Gus Idris menjalani penahanan di Lapas Klas I Lowokwaru, Kota Malang. Robert mengatakan sebelum Gus Idris, ada satu tersangka lain yang lebih dulu ditahan atas kasus yang sama.

“Ada dua tersangka, selain Gus Idris. Yakni Yan Firdaus yang merupakan rekan atau asisten. Yang bersangkutan sudah lebih dulu ditahan atas kasus yang sama, yakni penyebaran berita bohong,” tegas Robert.

Selanjutnya, setelah dilakukan penahanan, pihak kejaksaan mulai menyiapkan berkas untuk diteruskan ke pengadilan.

Baca Juga

“Setelah berkas lengkap, maka berkasnya akan kami limpahkan kepada pengadilan. Sesuai peraturan ada waktu 20 hari untuk mempersiapkan hal tersebut,” jelasnya.

Lebih lanjut, Robert menjelaskan bahwa setelah berkas perkara tahap kedua selesai, Kejari Kabupaten Malang akan melimpahkan perkara ini ke Pengadilan Negeri Kepanjen untuk masuk agenda persidangan.

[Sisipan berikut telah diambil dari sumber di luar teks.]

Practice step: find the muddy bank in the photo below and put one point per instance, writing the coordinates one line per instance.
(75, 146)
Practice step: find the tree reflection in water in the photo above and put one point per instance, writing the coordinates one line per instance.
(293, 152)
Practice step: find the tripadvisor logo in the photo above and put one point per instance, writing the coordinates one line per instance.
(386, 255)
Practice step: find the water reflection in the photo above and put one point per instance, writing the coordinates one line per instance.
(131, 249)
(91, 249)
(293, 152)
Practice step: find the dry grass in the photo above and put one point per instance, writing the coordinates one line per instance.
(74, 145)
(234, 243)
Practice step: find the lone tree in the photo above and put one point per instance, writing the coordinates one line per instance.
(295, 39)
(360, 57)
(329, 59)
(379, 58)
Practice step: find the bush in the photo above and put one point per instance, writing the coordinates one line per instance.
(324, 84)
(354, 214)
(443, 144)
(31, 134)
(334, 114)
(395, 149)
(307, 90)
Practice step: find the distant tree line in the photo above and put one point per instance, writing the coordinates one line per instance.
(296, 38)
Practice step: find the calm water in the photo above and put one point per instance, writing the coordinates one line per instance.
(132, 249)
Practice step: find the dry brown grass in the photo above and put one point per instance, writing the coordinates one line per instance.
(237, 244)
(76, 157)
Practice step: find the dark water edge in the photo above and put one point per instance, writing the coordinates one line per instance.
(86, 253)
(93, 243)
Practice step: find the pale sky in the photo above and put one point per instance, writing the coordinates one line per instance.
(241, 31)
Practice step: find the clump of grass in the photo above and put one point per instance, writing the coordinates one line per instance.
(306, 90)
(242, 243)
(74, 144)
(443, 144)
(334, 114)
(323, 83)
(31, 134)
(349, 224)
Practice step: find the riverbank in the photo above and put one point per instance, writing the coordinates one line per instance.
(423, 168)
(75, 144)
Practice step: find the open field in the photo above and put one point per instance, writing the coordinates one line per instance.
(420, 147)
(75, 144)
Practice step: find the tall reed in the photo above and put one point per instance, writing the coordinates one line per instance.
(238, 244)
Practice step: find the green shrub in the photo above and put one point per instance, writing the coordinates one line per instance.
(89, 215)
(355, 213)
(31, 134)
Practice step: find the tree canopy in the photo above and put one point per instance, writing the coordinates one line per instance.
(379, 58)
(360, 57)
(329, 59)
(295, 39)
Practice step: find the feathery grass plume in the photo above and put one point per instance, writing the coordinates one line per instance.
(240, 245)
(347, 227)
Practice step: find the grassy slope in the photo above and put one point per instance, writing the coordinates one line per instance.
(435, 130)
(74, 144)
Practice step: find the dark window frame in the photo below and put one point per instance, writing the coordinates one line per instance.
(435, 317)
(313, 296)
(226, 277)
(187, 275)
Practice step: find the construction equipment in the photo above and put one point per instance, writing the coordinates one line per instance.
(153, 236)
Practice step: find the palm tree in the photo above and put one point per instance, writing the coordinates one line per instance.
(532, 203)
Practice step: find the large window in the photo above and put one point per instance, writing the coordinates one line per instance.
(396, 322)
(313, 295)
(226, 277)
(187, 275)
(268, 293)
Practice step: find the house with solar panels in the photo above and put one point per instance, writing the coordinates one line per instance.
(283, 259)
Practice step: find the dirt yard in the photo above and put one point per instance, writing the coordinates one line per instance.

“Kemungkinan dua pekan lagi, masuk agenda persidangan di PN Kepanjen,” ungkap Robert.

Seperti diberitakan, Polres Malang telah menetapkan Idris Al-Marbawy sebagai tersangka kasus dugaan penyebaran berita bohong sejak 29 Juni 2021 lalu.

Gus Idris terbukti menyebarkan berita bohong atau hoaks dari video berjudul ‘Detik-detik Gus Idris Ditembak Orang Tak Dikenal saat Live Streaming’ 28 Febuari 2021 dilansir dari Detikcom.

Gus Idris seolah-olah ditembak oleh orang tidak dikenal, melalui sebuah mobil yang sedang berjalan. video yang diunggah akun YouTube Gus Idris Official itu kemudian viral.

Penyidik menjerat Idris dengan Pasal 14 ayat 1 dan ayat 2 atau Pasal 15 Undang-Undang Nomor 01 tahun 1946 Tentang Peraturan Hukum Pidana Jounto Pasal 55 KUHP.

Selain Gus Idris, ada satu tersangka lain yakni Yan Firdaus juga dikenakan pasal yang sama.